Limitations and When Not to Use This
The paper assumes reliable feedback signals are available for every agent trace, which is unrealistic when human annotation is required—the method degrades gracefully with noisy or sparse labels but this isn't thoroughly analyzed. It focuses on system prompt learning and doesn't address learning of in-context examples or few-shot demonstrations, which may be equally important for performance. The approach is likely constrained to relatively small prompt spaces (hundreds to thousands of tokens) and may not extend to learning larger retrieval-augmented or tool-use components.

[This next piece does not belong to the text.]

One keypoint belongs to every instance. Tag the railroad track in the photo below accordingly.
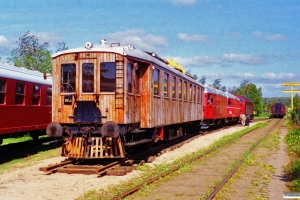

Additionally, there's tension between parallelism degree and prompt stability—at extreme parallelism, the aggregated prompt signal may become inconsistent or oscillate, requiring careful tuning of aggregation hyperparameters that may be task-dependent.
Research Context
This work extends recent prompt learning methods like ACE (Agentic Computing Engine) and GEPA that demonstrated in-context learning without parameter updates, building on the insight that LLMs can acquire task knowledge through system prompt optimization. It addresses a concrete pain point in the scaling pipeline identified by the broader agentic AI community working on self-improving systems. The research connects to distributed optimization literature (federated learning, multi-worker SGD) and reinforces the trend toward learning from interaction at inference time rather than pre-training. This opens future research into adaptive parallelism strategies, online prompt consolidation, and failure recovery in distributed agentic learning loops.